De minimis thresholds denote the minimum value for imported goods at which no duties and taxes are applied. Parcels that fall below the threshold can travel across borders without duty or taxes being collected and they have simpler customs declarations. While EAC Partner States had previously agreed to a de minimis threshold of $150 in principle, only Uganda has agreed to use this threshold at the national level and is working on the legal reforms to support it.
Varying thresholds in the region adversely affect cross border trade. Traders, particularly those dealing with low-value shipments, experience high customs duties, hidden costs and long transit times. The different thresholds also inhibit the potential of e-commerce where low-value parcels feature prominently. Consumers and U.S. businesses are deterred from making online purchases when they are compelled to absorb extra customs costs.
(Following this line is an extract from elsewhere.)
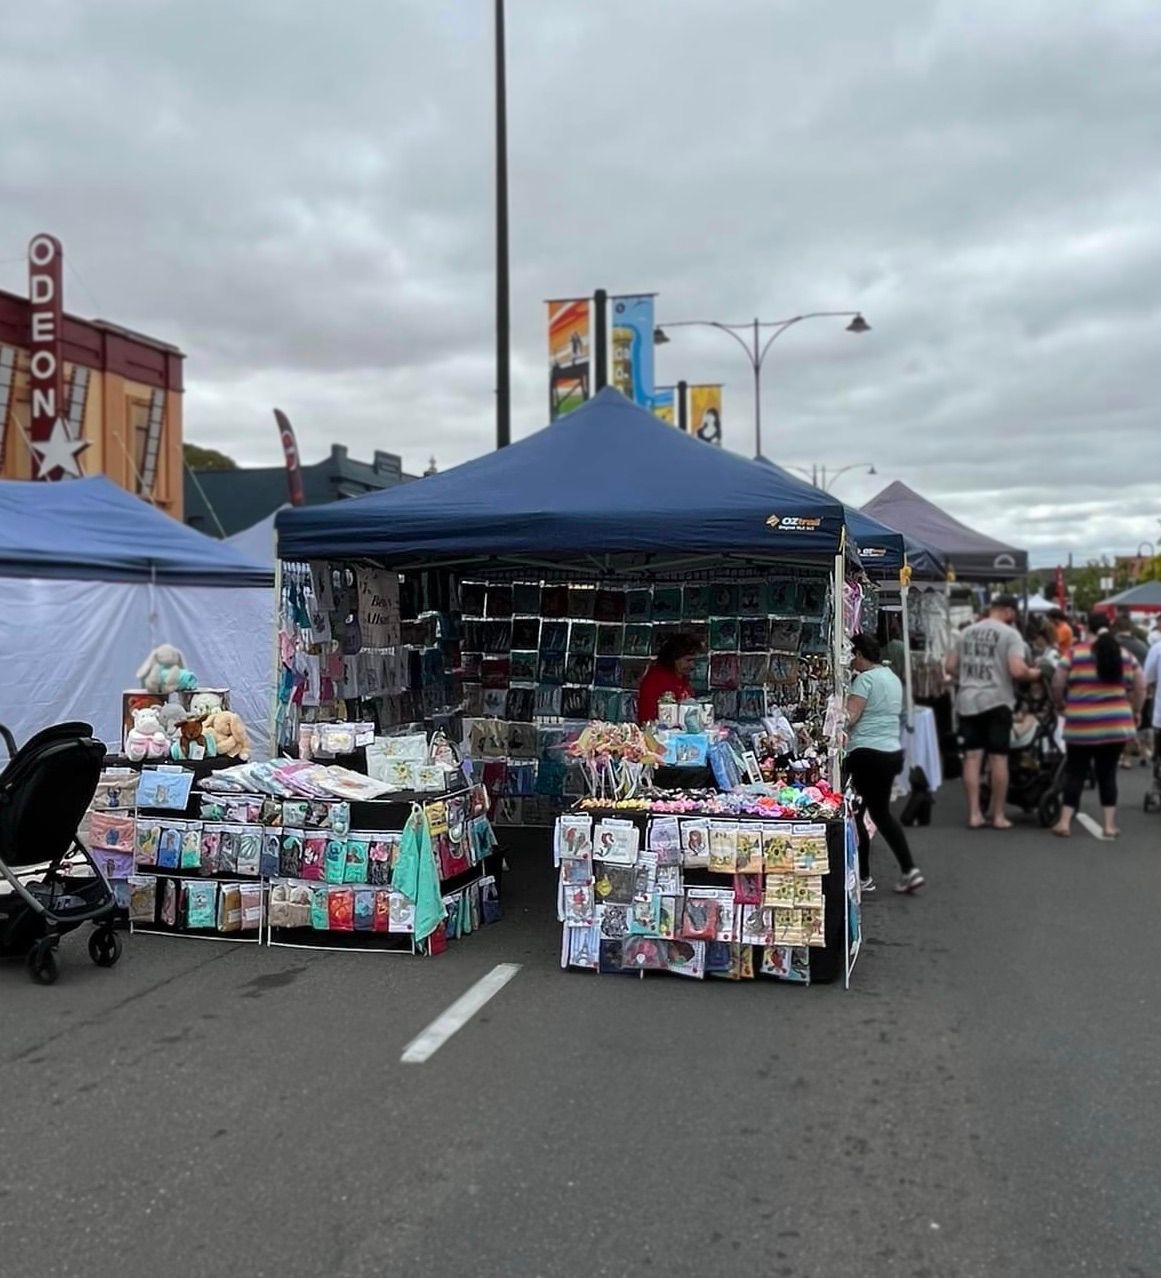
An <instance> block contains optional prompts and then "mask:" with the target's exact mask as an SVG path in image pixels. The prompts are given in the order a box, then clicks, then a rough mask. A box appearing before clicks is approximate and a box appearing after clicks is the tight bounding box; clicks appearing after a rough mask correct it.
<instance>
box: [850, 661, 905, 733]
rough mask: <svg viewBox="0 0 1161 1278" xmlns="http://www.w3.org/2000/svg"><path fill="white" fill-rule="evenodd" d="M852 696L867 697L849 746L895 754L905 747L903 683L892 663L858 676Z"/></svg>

McKinsey predicts that by 2025 retail e-commerce in Africa could account for 10 percent of all retail sales, or $75 billion in annual revenue. Removing complex and costly customs procedures while increasing the de minimis threshold for import duty exemptions could help East Africa attract global e-commerce players to the region. This would give East African consumers access to a greater range of products and allow U.S. businesses to operate in a dynamic, growing market. EAC Partner States could also benefit from greater and more efficient trade and the resources saved through simplified customs procedures. Customs officials could redirect their efforts to enforce duties on higher value imports.
The Hub’s report incorporates international best practices, data analysis and stakeholder feedback to provide balanced recommendations. Once finalized, its findings are expected to inform discussions on de minimis at the next EAC Committee on Customs meeting in November 2019.